一方でリーマン・ショック以降、やはり大胆に金融緩和を進めた米連邦準備制度理事会(FRB)は、米景気回復を受けて緩和縮小を模索し始めた。日銀も緩和策の「手じまい」は人ごとでないだけに、この米当局の一挙手一投足に注目している。
バーナンキFRB議長発言の解釈に揺れる
「バーナンキFRB議長のあの発言はどういう意味なんだ」
日銀内にこんな驚きが走ったのが、5月23日。前日のバーナンキ議長の議会証言をめぐってのことだ。前後半2部構成の議長証言の前半では、用意した文書に沿う形で「量的緩和縮小は時期尚早」と述べたが、後半の議員との質疑応答では「今後数回の米連邦公開市場委員会(FOMC)で資産購入縮小もありうる」と、前半とは真逆とも言える考えを示したのだ。

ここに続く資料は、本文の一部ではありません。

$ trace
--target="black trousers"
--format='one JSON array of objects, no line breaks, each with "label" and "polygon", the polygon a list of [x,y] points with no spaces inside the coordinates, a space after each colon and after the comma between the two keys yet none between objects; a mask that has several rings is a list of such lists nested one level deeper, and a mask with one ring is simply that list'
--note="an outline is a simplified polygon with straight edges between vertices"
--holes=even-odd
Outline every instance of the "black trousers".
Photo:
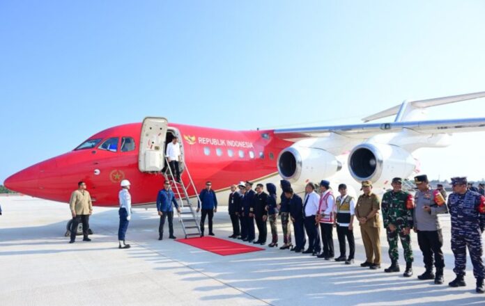
[{"label": "black trousers", "polygon": [[247,221],[246,220],[246,217],[239,215],[239,222],[241,225],[241,239],[245,239],[247,238]]},{"label": "black trousers", "polygon": [[318,225],[315,224],[315,216],[305,217],[305,229],[308,236],[308,250],[318,253],[320,252],[320,235]]},{"label": "black trousers", "polygon": [[348,259],[353,259],[355,254],[355,241],[353,237],[353,230],[348,230],[348,225],[337,226],[337,236],[339,237],[339,245],[340,247],[340,257],[345,257],[346,253],[345,239],[348,241]]},{"label": "black trousers", "polygon": [[322,232],[322,243],[323,243],[323,256],[334,257],[333,247],[333,224],[320,223],[320,230]]},{"label": "black trousers", "polygon": [[[254,231],[254,215],[253,215],[252,217],[249,217],[249,216],[244,216],[244,223],[245,223],[245,227],[244,230],[245,231],[246,234],[246,237],[247,238],[248,241],[252,241],[254,240],[254,238],[256,237],[256,232]],[[244,234],[245,232],[243,232]]]},{"label": "black trousers", "polygon": [[76,234],[77,234],[77,226],[80,223],[82,223],[82,234],[84,238],[88,238],[89,230],[89,215],[76,215],[75,218],[72,218],[72,223],[71,224],[71,241],[76,240]]},{"label": "black trousers", "polygon": [[172,170],[172,174],[174,178],[180,178],[180,169],[178,168],[178,161],[170,161],[170,168]]},{"label": "black trousers", "polygon": [[304,250],[307,239],[305,237],[305,221],[303,218],[297,219],[293,222],[293,230],[295,230],[295,248],[297,250]]},{"label": "black trousers", "polygon": [[202,209],[202,215],[201,216],[201,232],[203,234],[203,223],[206,222],[206,216],[208,216],[209,219],[209,234],[212,233],[212,219],[214,218],[214,209]]},{"label": "black trousers", "polygon": [[433,257],[436,268],[445,268],[445,258],[441,247],[443,235],[441,230],[437,231],[417,231],[417,243],[423,252],[423,261],[426,268],[433,268]]},{"label": "black trousers", "polygon": [[169,219],[169,234],[174,236],[174,211],[162,211],[160,216],[160,225],[158,226],[158,234],[163,237],[163,227],[165,225],[165,219]]},{"label": "black trousers", "polygon": [[231,217],[231,223],[233,225],[233,236],[240,235],[240,231],[239,230],[239,216],[236,216],[236,214],[229,214]]},{"label": "black trousers", "polygon": [[263,216],[255,216],[254,220],[256,221],[256,226],[258,227],[258,232],[259,232],[258,242],[265,243],[266,239],[268,238],[268,218],[263,221]]}]

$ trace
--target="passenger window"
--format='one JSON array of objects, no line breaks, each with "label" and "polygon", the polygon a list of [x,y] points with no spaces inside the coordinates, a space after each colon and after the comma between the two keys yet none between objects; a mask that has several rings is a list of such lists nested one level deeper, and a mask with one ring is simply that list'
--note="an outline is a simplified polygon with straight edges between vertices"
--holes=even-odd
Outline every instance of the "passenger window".
[{"label": "passenger window", "polygon": [[131,137],[121,138],[121,152],[130,152],[134,150],[134,140]]},{"label": "passenger window", "polygon": [[118,137],[113,137],[105,140],[98,148],[110,152],[118,151]]},{"label": "passenger window", "polygon": [[88,139],[79,145],[77,146],[77,148],[74,149],[75,151],[77,151],[78,150],[84,150],[84,149],[93,149],[94,147],[98,145],[100,142],[102,140],[102,139]]},{"label": "passenger window", "polygon": [[203,154],[206,155],[209,155],[210,154],[210,149],[208,147],[203,147]]}]

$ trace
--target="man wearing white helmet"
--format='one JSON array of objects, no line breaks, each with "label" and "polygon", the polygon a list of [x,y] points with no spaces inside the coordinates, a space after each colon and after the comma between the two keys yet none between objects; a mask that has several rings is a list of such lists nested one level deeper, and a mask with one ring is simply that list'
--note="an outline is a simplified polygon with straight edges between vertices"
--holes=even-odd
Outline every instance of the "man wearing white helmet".
[{"label": "man wearing white helmet", "polygon": [[118,230],[118,248],[130,248],[130,245],[125,243],[125,235],[128,229],[128,223],[131,219],[131,195],[130,195],[130,181],[121,181],[121,190],[118,194],[120,199],[120,227]]}]

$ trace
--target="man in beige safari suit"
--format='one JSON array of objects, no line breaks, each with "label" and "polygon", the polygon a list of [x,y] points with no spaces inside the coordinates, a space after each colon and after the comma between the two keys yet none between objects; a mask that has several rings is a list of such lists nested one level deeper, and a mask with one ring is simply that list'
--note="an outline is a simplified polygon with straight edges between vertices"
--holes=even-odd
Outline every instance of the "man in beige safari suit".
[{"label": "man in beige safari suit", "polygon": [[77,226],[80,222],[82,222],[82,234],[84,236],[82,241],[91,241],[88,237],[88,231],[89,230],[89,215],[93,214],[93,203],[89,193],[86,190],[86,183],[79,182],[77,186],[77,190],[72,193],[69,201],[69,207],[72,215],[70,243],[74,243],[76,240]]}]

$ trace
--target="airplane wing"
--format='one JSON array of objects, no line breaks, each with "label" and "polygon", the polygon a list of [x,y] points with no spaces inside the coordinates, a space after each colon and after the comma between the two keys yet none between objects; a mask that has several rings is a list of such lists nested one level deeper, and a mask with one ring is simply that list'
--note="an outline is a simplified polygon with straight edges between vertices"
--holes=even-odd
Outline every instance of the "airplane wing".
[{"label": "airplane wing", "polygon": [[377,134],[399,132],[405,129],[429,134],[480,131],[485,131],[485,118],[279,129],[275,130],[275,135],[291,141],[325,137],[330,133],[364,140]]}]

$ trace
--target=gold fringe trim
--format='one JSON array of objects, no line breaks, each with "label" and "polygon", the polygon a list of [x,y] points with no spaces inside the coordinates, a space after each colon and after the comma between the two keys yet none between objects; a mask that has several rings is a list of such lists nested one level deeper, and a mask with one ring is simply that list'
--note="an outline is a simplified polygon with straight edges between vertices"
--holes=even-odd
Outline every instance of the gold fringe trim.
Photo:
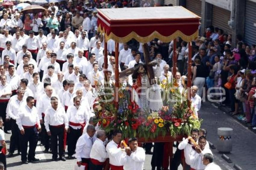
[{"label": "gold fringe trim", "polygon": [[179,30],[177,30],[170,35],[167,37],[162,35],[156,31],[153,32],[149,35],[145,37],[139,36],[134,31],[132,32],[129,35],[123,37],[117,37],[112,32],[110,34],[108,35],[106,33],[105,28],[103,28],[103,29],[101,29],[100,24],[98,27],[98,31],[101,34],[104,34],[105,41],[108,41],[110,39],[112,39],[116,42],[121,43],[127,42],[133,38],[142,43],[147,43],[155,38],[158,38],[164,42],[167,43],[170,42],[178,37],[181,38],[184,41],[190,42],[195,40],[198,37],[198,29],[190,35],[185,35]]}]

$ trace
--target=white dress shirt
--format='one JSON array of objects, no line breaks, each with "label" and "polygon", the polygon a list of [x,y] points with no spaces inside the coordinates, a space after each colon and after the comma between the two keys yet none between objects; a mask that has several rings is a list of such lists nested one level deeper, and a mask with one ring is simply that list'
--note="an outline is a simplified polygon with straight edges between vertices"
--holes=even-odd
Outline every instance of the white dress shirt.
[{"label": "white dress shirt", "polygon": [[30,37],[27,39],[25,41],[25,44],[27,45],[28,49],[29,50],[34,50],[38,48],[40,49],[39,41],[37,38],[35,36],[33,36],[32,38]]},{"label": "white dress shirt", "polygon": [[95,47],[92,50],[91,53],[94,53],[96,56],[96,61],[98,61],[99,59],[103,55],[103,50],[104,49],[101,47],[98,49],[97,47]]},{"label": "white dress shirt", "polygon": [[221,169],[219,165],[212,162],[208,163],[205,167],[204,170],[221,170]]},{"label": "white dress shirt", "polygon": [[65,129],[68,127],[67,117],[64,108],[58,106],[55,111],[52,107],[48,108],[45,112],[45,126],[47,132],[50,131],[49,125],[57,126],[63,124]]},{"label": "white dress shirt", "polygon": [[117,148],[117,144],[112,140],[106,147],[109,158],[109,163],[115,166],[123,166],[126,161],[126,153]]},{"label": "white dress shirt", "polygon": [[14,66],[15,67],[17,67],[17,58],[16,57],[16,52],[15,50],[12,48],[9,50],[7,49],[5,49],[2,52],[2,63],[3,64],[5,61],[4,56],[5,55],[8,56],[10,57],[10,60],[13,60],[14,62]]},{"label": "white dress shirt", "polygon": [[75,72],[73,71],[72,74],[68,76],[68,80],[70,81],[73,81],[75,84],[77,82],[79,82],[79,75],[80,75],[80,74],[78,73],[77,74],[77,75],[76,75],[75,74]]},{"label": "white dress shirt", "polygon": [[32,91],[35,99],[37,100],[38,98],[39,99],[39,97],[38,97],[38,96],[39,96],[39,94],[43,91],[44,86],[43,83],[41,82],[39,82],[36,84],[32,80],[29,83],[28,87]]},{"label": "white dress shirt", "polygon": [[18,117],[19,110],[20,107],[27,104],[26,99],[23,97],[22,100],[20,101],[17,98],[17,95],[12,96],[10,98],[6,108],[6,117],[11,118],[16,120]]},{"label": "white dress shirt", "polygon": [[39,64],[39,61],[40,60],[43,58],[44,57],[46,56],[46,51],[47,50],[48,50],[47,49],[45,50],[42,48],[38,50],[37,55],[36,56],[36,63],[38,65]]},{"label": "white dress shirt", "polygon": [[78,161],[82,161],[82,158],[90,158],[91,150],[95,140],[95,137],[91,138],[87,133],[80,137],[76,147],[76,158]]},{"label": "white dress shirt", "polygon": [[66,61],[67,55],[67,50],[64,48],[61,50],[60,48],[55,49],[54,52],[57,54],[57,59],[62,61]]},{"label": "white dress shirt", "polygon": [[82,36],[80,37],[76,40],[76,45],[82,50],[88,50],[90,45],[89,39],[86,37],[83,39]]},{"label": "white dress shirt", "polygon": [[124,49],[120,51],[118,57],[118,64],[120,65],[121,62],[125,62],[125,59],[129,54],[132,53],[132,50],[128,48],[127,50],[125,50]]},{"label": "white dress shirt", "polygon": [[142,147],[138,147],[130,156],[126,155],[126,162],[123,165],[124,170],[142,170],[146,155]]},{"label": "white dress shirt", "polygon": [[194,108],[195,114],[197,117],[198,117],[198,111],[201,108],[201,97],[197,94],[195,97],[191,96],[191,105]]},{"label": "white dress shirt", "polygon": [[24,129],[22,125],[32,126],[36,124],[39,128],[41,128],[37,111],[35,106],[30,108],[27,105],[22,106],[19,110],[18,115],[19,116],[16,119],[16,123],[20,130]]},{"label": "white dress shirt", "polygon": [[[22,44],[22,45],[24,44]],[[20,63],[21,61],[22,61],[22,59],[23,58],[23,56],[26,54],[26,53],[28,53],[30,54],[30,56],[32,56],[32,54],[28,50],[27,50],[26,52],[24,53],[23,52],[23,50],[21,50],[20,51],[19,51],[18,53],[17,53],[17,54],[16,55],[16,58],[17,58],[17,62],[18,64],[19,64]]]},{"label": "white dress shirt", "polygon": [[[89,113],[83,106],[80,106],[78,109],[73,105],[68,107],[67,111],[67,115],[69,124],[70,122],[81,124],[85,122],[86,124],[89,123],[90,118]],[[74,129],[79,129],[82,128],[81,126],[75,126],[70,125],[69,126]]]},{"label": "white dress shirt", "polygon": [[11,93],[11,87],[10,85],[8,83],[5,83],[5,85],[4,86],[1,84],[0,85],[0,99],[10,99],[11,95],[7,95],[4,97],[1,97],[3,94]]},{"label": "white dress shirt", "polygon": [[100,162],[104,162],[106,159],[108,157],[104,142],[98,138],[97,138],[93,143],[91,150],[90,157]]},{"label": "white dress shirt", "polygon": [[[38,31],[37,32],[38,32]],[[47,43],[47,37],[43,34],[42,35],[42,37],[39,35],[37,35],[36,37],[37,38],[37,39],[38,39],[38,41],[39,41],[39,45],[40,46],[40,48],[42,48],[43,46],[43,43],[45,42]]]}]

この議長証言に金融市場は動揺し、「緩和縮小=米金利高」を織り込む形でドルが買われ、円相場は一時、1ドル=103円74銭まで円安・ドル高が進んだ。この値は5月の円の最安値となった。
5月23日と言えば、東京株式市場で日経平均株価がITバブル崩壊の時以来、13年ぶりの下げ幅となる1143円の急落を記録した日だ。議長証言は「世界をうごめくマネーの動揺」という形をとり、東京株急落の一因になったとも指摘される。